Appellant was tried and convicted in the circuit court on an indictment charging forgery.

We will take a statement of the tendencies of the evidence from the brief of the Assistant Attorney General:

"The evidence introduced by the State is to the effect that this appellant, Wesley Phelps, on or about January 26, 1946 presented to the cashier of Montgomery Ward and Company, Dothan, Alabama, a check in the amount of $50.00 drawn on the Dothan Bank Trust Company, payable to the order of Wesley Phelps, and purporting to be signed by one R. J. Clark, which check, after endorsement by appellant, was cashed by the cashier of said company with this appellant receiving the money in payment thereof.

"There likewise appeared as witnesses for the State one Reginald J. Clark and one Robert J. Clark, both of whom testified that they have accounts with the Dothan Bank Trust Company, but both of whom denied issuing the check in question to the appellant or having any knowledge of the issuance of such check.

"The testimony introduced by the appellant is to the effect that upon the day in question he sought to borrow money from State's witness Reginald J. Clark and that Mr. Clark issued the $50.00 check to him as a loan and that he then cashed the check by endorsing it with his own signature."

The only questions presented for review by the record are: The refusal of three written charges which were tendered by the appellant and the action of the trial court in denying the motion for a new trial.

One of the charges indicated is the general affirmative charge.

During the progress of the trial the check in question and several documents containing the genuine signature of R. J. Clark were introduced in evidence.
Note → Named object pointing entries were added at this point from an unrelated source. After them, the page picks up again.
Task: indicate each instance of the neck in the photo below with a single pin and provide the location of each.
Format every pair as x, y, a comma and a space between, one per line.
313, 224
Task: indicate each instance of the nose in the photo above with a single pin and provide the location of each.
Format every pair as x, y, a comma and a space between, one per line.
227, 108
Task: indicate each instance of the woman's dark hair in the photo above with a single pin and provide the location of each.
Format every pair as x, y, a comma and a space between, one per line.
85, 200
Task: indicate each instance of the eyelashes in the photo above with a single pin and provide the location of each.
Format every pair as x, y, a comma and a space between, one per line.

These were before the trial court and jury for inspection, but the clerk failed to send this evidence with the record. We are, therefore, not privileged to make examination and comparison of the signatures in question. In this state of the record we cannot fully and accurately review the action of the lower court in refusing the affirmative charge or his action in overruling the motion for a new trial. Bates v. Louisville N. R. Co., 21 Ala. App. 176,106 So. 394; Alabama Terminal R. Co. v. Benns, 189 Ala. 590,66 So. 589.

The other charges which we have numbered 1 and 3 for convenience of identification were refused without error — No. 1 upon the authority of Pace v. State, 32 Ala. App. 65,21 So.2d 565; Edwards v. State, 205 Ala. 160, 87 So. 179.
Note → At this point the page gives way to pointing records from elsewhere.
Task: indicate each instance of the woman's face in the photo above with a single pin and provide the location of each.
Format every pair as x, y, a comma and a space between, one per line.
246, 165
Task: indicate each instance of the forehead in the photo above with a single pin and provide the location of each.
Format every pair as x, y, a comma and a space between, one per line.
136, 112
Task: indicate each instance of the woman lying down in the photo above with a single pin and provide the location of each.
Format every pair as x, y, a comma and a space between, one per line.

In the cases of Burton v. State, 107 Ala. 108, 18 So. 284, and Brown v. State, 118 Ala. 111, 23 So. 81, the Supreme Court approved Charge No. 3 indicated above. However, in Shelton v. State, 144 Ala. 106, 42 So. 30, the court expressly overruled the Brown case with reference to the charge in question. To the same effect is the holding in Amos v. State, 123 Ala. 50,26 So. 524, and in this latter case the Burton case, supra, was also overruled on this point. In many cases which have followed, this court and the Supreme Court have consistently condemned this charge. Bryant v. State, 185 Ala. 8, 64 So. 333; Davis v. State, 209 Ala. 409, 96 So. 187; Owens v. State,215 Ala. 42, 109 So. 109; King v. State, 23 Ala. App. 237,123 So. 290; Randall v. State, 24 Ala. App. 567, 138 So. 423; Kabase v. State, 31 Ala. App. 77, 12 So.2d 758.

There is no reversible error presented by the record. The judgment of the lower court is due to be and is ordered affirmed.